Капитан сказал тихо:
— Вот что, дружище, не надо больше об этом.
— Договорились, товарищ капитан.
— «Товарищ капитан! Товарищ капитан!»— рассердился вдруг Стрельцов. — Что ты мне «выкаешь»? Противно слушать. Бывший комбат, старше меня чуть ли не вдвое, друг боевой, и на тебе!.. «Товарищ капитан».
— Так ведь субординация, товарищ…
— Ну-ну! Кстати, боевой друг, давай познакомимся, не то что имени-отчества — фамилии твоей толком не знаю. Малешин… Милешин…
— Милашин… Старшина Милашин, Иван.
— А по батюшке как?
— Иван Иванович.
— Ну, а я — Стрельцов Юрий Антонович. Или просто Юрка, бывший пирожник. Здорово вы нас тогда прозвали. И поделом. Стыдно вспомнить, как мы о пирожных мечтали. Все люди — как люди. Кто об украинском борще толкует, кто слюнку пускает на рюмку водки с палочкой шашлыка, а мы — пирожные, смешные мы были, а, Иванваныч?
— Мальчонки, особенно ты, Юрий Антоныч. Не солдат, а сущее дите. И вид такой — вроде бы мамкину… эту самую… потерял. Худой, хлипкий.
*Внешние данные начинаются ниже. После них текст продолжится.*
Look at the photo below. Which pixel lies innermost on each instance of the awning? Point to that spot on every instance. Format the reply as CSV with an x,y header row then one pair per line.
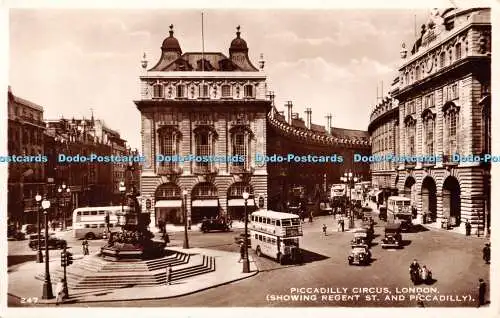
x,y
240,202
205,203
168,204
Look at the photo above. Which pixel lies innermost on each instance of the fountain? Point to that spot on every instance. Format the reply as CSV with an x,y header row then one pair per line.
x,y
134,241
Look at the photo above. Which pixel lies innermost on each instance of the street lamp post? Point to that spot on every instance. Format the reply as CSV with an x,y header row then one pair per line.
x,y
68,192
246,262
186,240
47,284
122,189
349,179
39,257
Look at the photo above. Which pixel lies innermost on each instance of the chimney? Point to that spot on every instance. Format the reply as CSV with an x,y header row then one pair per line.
x,y
329,123
308,118
289,105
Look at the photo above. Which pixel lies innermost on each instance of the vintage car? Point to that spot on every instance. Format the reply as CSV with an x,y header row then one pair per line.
x,y
361,237
360,255
53,242
214,225
392,237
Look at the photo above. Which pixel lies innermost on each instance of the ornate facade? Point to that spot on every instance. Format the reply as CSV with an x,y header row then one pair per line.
x,y
200,105
444,109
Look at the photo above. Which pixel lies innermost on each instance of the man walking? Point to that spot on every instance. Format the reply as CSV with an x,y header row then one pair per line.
x,y
467,227
486,253
481,292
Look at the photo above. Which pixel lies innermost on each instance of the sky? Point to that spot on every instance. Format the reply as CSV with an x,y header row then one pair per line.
x,y
73,60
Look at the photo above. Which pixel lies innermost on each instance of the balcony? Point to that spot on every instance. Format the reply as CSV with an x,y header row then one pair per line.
x,y
241,169
169,169
205,169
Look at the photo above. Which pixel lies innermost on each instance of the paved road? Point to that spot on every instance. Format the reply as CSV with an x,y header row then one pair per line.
x,y
455,261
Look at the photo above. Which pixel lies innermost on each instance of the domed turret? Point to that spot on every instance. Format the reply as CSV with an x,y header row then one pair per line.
x,y
170,44
238,44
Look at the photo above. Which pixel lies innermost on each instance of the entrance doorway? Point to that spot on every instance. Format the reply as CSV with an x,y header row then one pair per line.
x,y
429,199
451,201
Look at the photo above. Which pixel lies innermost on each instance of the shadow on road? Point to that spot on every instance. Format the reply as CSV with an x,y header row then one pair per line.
x,y
19,259
309,256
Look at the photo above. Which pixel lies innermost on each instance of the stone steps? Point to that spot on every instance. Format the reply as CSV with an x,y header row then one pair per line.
x,y
183,266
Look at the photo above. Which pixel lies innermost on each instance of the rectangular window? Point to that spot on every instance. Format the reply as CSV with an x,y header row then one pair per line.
x,y
226,91
181,91
203,91
157,91
249,92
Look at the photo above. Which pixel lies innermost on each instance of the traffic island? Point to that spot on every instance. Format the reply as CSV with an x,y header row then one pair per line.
x,y
204,269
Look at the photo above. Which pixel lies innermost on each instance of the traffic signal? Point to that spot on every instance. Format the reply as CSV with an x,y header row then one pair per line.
x,y
69,258
63,259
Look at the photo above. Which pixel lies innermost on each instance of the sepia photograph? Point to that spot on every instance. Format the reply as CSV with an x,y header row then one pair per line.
x,y
220,158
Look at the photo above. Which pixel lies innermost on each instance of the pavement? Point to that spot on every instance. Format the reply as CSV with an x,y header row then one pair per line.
x,y
22,282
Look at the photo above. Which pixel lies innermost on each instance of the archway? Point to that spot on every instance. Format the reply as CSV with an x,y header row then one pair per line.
x,y
235,201
410,191
168,203
204,202
451,201
429,199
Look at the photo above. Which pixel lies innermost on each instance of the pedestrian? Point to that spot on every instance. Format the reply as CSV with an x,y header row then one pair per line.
x,y
467,228
481,292
486,253
85,247
60,291
242,251
168,275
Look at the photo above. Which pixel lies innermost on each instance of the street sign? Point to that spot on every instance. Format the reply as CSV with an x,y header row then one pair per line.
x,y
261,202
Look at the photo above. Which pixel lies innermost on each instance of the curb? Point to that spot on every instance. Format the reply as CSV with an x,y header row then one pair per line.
x,y
52,302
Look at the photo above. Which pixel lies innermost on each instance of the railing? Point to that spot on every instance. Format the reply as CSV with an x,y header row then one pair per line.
x,y
209,168
240,169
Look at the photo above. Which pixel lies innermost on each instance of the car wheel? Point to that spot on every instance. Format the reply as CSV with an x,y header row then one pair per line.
x,y
90,236
258,252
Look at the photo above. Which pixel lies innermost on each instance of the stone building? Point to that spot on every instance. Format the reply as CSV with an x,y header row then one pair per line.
x,y
209,106
384,137
25,137
444,110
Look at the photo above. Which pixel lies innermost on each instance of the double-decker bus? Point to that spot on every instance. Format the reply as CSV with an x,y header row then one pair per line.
x,y
277,235
90,222
399,211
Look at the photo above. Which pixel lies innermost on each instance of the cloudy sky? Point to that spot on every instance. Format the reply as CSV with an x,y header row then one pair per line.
x,y
71,61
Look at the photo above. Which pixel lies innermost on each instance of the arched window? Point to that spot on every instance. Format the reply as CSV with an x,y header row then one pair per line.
x,y
158,91
226,91
240,146
204,146
451,115
442,59
169,144
458,51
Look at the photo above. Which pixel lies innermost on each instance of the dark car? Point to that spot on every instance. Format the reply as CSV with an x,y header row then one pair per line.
x,y
53,242
13,233
214,225
392,237
382,215
360,255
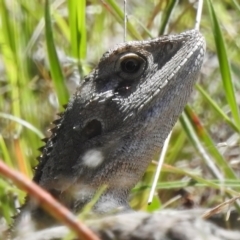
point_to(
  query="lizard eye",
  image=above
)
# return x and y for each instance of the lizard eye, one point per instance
(131, 65)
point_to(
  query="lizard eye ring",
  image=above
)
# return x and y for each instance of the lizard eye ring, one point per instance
(131, 65)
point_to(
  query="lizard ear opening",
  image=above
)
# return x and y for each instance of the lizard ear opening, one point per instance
(92, 129)
(130, 66)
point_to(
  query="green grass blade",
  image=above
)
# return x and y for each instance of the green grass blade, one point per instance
(166, 16)
(217, 108)
(203, 135)
(224, 65)
(55, 69)
(120, 18)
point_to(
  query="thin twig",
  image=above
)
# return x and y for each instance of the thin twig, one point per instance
(159, 167)
(47, 202)
(199, 14)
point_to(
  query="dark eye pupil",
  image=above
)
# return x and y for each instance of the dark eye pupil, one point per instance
(130, 65)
— Но-но, не увлекайся, друг.
— А на поверку вышло — геройский малец оказался. Стрельцов рассмеялся заливисто, звонко. И старшина
Милашин подумал о том, что этот рослый, светловолосый капитан годится ему в сыновья. Ну сколько Юрке лет? Двадцать, двадцать один — не больше. А лицо! Обветренное, морщинки в уголках губ. А все равно видно — юнец. До сих пор небось еще растет. Только глаза у него взрослые. Бывалые глаза.
— Слушай, Иванваныч. Ну какого рожна мы торчим здесь? Надо бы нам встречу вспрыснуть. Я ведь теперь не одними пирожными питаюсь. Как у тебя со временем?
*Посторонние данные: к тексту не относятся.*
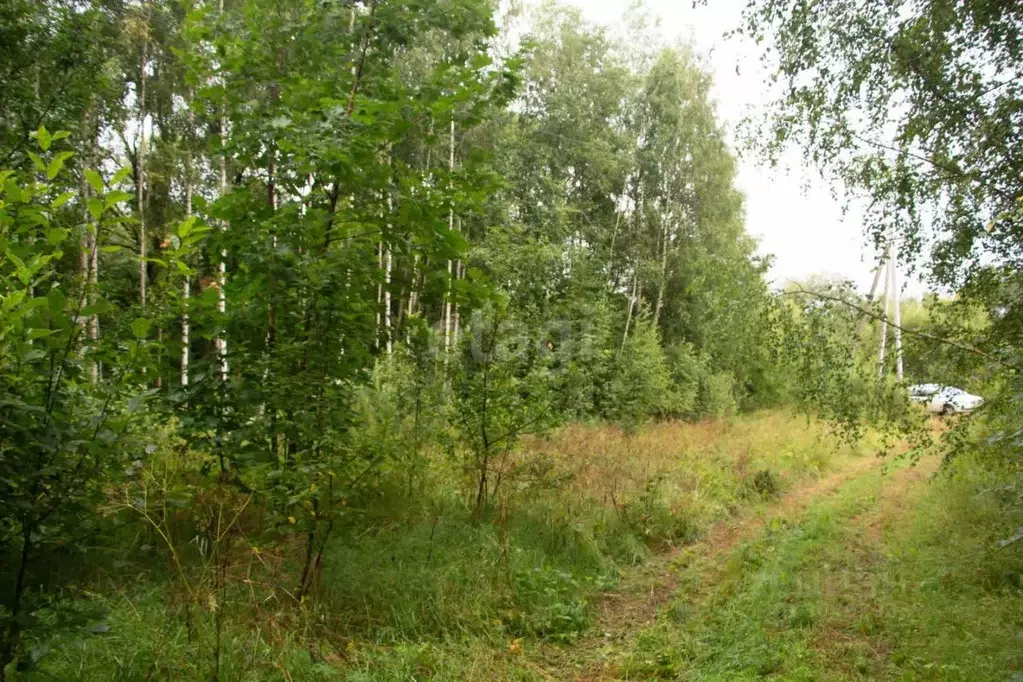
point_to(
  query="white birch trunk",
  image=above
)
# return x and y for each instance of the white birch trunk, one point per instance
(632, 303)
(884, 321)
(896, 299)
(186, 286)
(447, 297)
(140, 184)
(220, 343)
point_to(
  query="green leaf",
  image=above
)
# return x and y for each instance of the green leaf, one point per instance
(43, 137)
(56, 300)
(56, 235)
(60, 200)
(95, 181)
(14, 192)
(140, 327)
(98, 308)
(184, 228)
(57, 164)
(121, 175)
(116, 196)
(40, 166)
(95, 208)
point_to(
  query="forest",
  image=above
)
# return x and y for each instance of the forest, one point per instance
(402, 339)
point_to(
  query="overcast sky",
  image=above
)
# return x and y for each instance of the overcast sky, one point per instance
(791, 212)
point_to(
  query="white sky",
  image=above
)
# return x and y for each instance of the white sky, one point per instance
(791, 212)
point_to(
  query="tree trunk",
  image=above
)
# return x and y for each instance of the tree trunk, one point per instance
(186, 286)
(896, 300)
(88, 260)
(140, 181)
(884, 321)
(220, 342)
(632, 303)
(447, 296)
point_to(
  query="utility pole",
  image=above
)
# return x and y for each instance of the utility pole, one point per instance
(896, 296)
(891, 298)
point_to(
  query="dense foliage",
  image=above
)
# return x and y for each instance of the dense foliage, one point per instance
(266, 263)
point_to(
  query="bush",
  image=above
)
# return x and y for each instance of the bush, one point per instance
(640, 385)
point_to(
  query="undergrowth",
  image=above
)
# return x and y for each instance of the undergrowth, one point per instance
(912, 584)
(414, 585)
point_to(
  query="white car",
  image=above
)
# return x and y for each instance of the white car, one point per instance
(944, 400)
Поехали к нам в иптап. Это недалеко. Машина у меня есть, «виллис». Зверь, а не машина. А после я тебя со всеми почестями доставлю в часть. Вы где стоите?
— В Биркенвердере.
— Ого! Как же это ты у рейхстага очутился?
— Отпросился. Рассказал, стало быть, что к чему — ну и выправили документы. Все чин чином.
— Спасибо, друг, — Стрельцов взял его под руку. — Спасибо, что не забыл. А теперь — шире шаг! Не каждый день такие встречи случаются. Не каждый день Берлин штурмом берем.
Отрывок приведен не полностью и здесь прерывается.